Amazon reviewers are largely happy with their wedge cushions, but the common complaint pertains to density. Some are very firm, while others are very soft. If you are a petite person, a softer cushion may be capable of providing adequate support, whereas a firm one may cause painful compression in the buttocks. For a larger person, a soft cushion may simply flatten out and fail to tilt the pelvis. Take firmness into consideration when choosing what to purchase.

Comfort Seats

Composed of either thin plastic or foam, the comfort seat is designed to cup the buttocks and provide support to the pelvic bones, which serve as a foundation for the spine. On top of encouraging proper posture, this product is designed to support the tailbone. Some comfort seats also tilt the pelvis forward as wedge cushions do, but by different design.

Based on product reviews from Amazon and QVC customers, the main complaint with seats like the Relaxo-Bak is that they can be too big for some users. The plastic can dig into the backs of your legs and fail to match up with your pelvic bones. Some users prefer the more expensive foam seats by Backjoy to the plastic for both comfort and support.

It is important to remember that these back pain products are designed to assist your body temporarily, not replace core strength.
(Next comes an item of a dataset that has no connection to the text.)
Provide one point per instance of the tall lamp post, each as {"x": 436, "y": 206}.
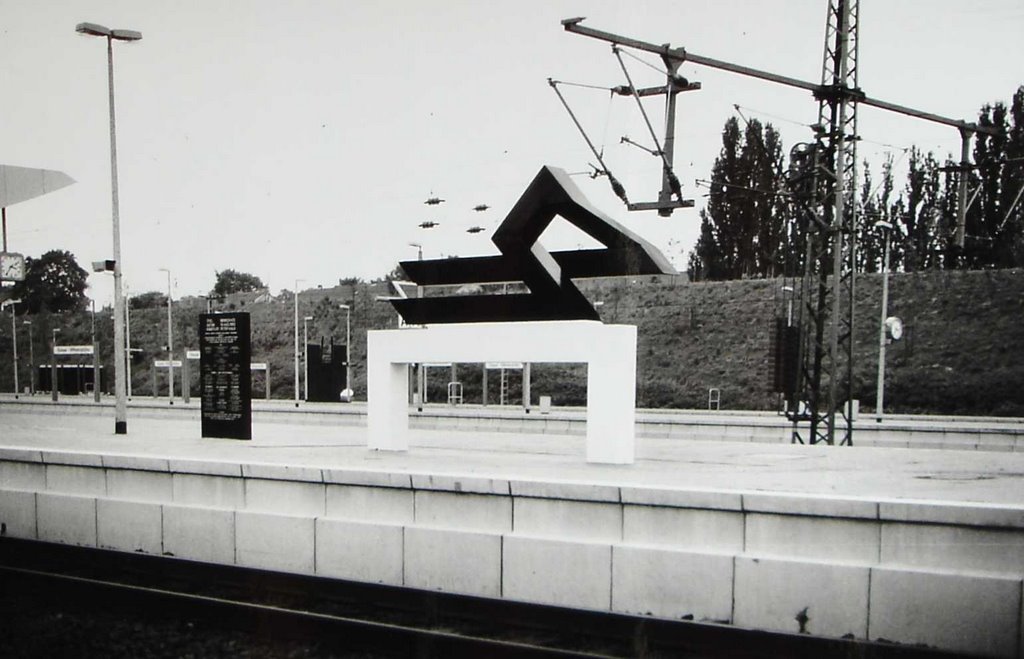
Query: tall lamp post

These accessories will only help to alleviate some of your back pain; true relief comes from solving the problem that caused it. If core weakness is plaguing your back, it will affect your posture when standing and moving. Consider these products aides to recovery, not cures.

To help you decide if these products are right for you, refer to http://www.amazon.com/ and http://www.qvc.com/ and search for the product you're interested in. These sites allow you to compare prices and read customer reviews. Most of these accessories are relatively inexpensive, and are worth a try if your chair or car seat is uncomfortable. Chair accessories could be a useful supplement to your back pain relief plan.